Rate-limit budgets are independent per context — a spectral.worlds purpose burning its budget must not starve a spectral.platform purpose, and vice versa. TenantScopedLLMProvider keys its budget ledger on (workspace_id, context, purpose), not just (workspace_id, purpose). An isolation test exercises this directly: the test exhausts one context’s budget for a purpose, then verifies the same purpose still resolves successfully under the other context’s budget. The test fails if either context’s quota leaks into the other’s accounting.


  • Provider-level (transport). HTTP 5xx/429 → exponential backoff retry (max 3) on the same provider; then next provider in the purpose’s fallback chain. Per-tenant retry budget prevents one bad workspace from exhausting provider rate limits for the population.
  • Purpose-level (quality). Consecutive validation/refusal failures on a purpose within a window trigger upgrade rather than lateral fallback: DegradationPolicy(trigger=N_failures_in_window, action=upgrade_to_purpose). Per-eval-dimension override carries forward as scan-scoped policy.

Circuit transitions emit domain events (llm.circuit.opened, llm.circuit.closed) consumed by the observability stack and the Spectral Agent.


core.llm_profiles persists (id, version, active_at, deactivated_at, created_by, audit_log).

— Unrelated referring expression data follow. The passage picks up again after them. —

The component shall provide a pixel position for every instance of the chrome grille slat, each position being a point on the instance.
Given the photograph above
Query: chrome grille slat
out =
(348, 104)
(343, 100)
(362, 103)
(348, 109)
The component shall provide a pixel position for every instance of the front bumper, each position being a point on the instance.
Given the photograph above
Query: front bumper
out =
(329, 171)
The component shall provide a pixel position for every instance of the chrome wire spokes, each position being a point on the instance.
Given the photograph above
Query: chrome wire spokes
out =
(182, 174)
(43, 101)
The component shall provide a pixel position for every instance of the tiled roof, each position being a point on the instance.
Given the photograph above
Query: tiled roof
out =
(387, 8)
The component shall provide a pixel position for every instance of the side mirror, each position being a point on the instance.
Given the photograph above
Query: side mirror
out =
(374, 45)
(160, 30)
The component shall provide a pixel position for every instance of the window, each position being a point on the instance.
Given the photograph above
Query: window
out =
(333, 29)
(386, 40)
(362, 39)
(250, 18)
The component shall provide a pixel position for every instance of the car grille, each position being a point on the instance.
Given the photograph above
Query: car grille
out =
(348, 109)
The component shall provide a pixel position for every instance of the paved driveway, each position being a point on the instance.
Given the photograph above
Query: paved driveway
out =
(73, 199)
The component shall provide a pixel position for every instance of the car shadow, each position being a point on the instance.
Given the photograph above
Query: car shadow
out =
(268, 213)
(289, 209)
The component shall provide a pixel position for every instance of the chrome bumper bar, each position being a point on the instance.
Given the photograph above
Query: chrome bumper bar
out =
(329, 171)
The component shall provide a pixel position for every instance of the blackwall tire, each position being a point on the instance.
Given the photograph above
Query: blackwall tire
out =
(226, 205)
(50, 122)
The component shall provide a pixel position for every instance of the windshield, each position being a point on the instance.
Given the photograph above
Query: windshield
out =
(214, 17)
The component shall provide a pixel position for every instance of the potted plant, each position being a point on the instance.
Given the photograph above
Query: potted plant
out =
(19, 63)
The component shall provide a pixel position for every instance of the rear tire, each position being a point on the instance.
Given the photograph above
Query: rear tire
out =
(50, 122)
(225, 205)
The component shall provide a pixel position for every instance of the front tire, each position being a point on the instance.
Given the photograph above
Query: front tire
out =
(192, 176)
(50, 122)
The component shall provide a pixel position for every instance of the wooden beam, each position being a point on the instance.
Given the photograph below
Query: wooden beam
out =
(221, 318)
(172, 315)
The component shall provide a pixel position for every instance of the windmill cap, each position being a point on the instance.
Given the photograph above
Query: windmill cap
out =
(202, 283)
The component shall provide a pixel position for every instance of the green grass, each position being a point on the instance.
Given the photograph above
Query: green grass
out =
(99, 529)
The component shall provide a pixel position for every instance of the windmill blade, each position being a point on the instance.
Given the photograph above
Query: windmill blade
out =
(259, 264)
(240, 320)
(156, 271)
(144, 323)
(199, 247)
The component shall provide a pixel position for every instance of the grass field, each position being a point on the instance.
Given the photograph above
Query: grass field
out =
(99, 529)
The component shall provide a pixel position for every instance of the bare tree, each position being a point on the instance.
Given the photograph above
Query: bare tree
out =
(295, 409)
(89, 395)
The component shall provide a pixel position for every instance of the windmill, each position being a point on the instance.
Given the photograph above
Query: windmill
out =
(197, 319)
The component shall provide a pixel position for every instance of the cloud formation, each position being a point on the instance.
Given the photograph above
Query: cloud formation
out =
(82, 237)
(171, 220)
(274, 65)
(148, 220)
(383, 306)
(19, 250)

Activation is append-only; rollback re-activates a prior version. The schema reserves a variant: str | None column for A/B routing without binding the resolver branch in today.

Governance: locked-override modifications require a platform-role audit entry; operator_allowed changes are workspace-admin-auditable.


Same-provider-family to preserve prompt-caching affinity:

  • reasoning, agent_turn, agent_tool, world_agent: Claude Opus 4.7 → Claude Sonnet 4.6 → Claude Haiku 4.5
  • scoring, detection: Gemini 2.5 Flash → Gemini 3.1 Flash-Lite
  • customer_replay: matches the customer agent’s model
  • embedding: per embeddings D11 ladder

Cross-provider fallback is configurable per profile; not a default.


tools/quality/check_llm_sdk_allowlist.py (pre-push tier) asserts litellm absent from uv tree and forbids direct imports of raw provider SDKs (anthropic, openai, google.generativeai) from Spectral code. All calls flow through pydantic-ai or LangGraph/init_chat_model with langchain-anthropic / langchain-openai / langchain-google adapters.


FakeLLMProvider (in spectral.core.llm.testing) implements the LLMProvider protocol and returns canned responses keyed by purpose plus content-class. Integration tests use VCR-style cassettes; nightly drift detection compares live-provider output against cassettes. See testing for the full posture.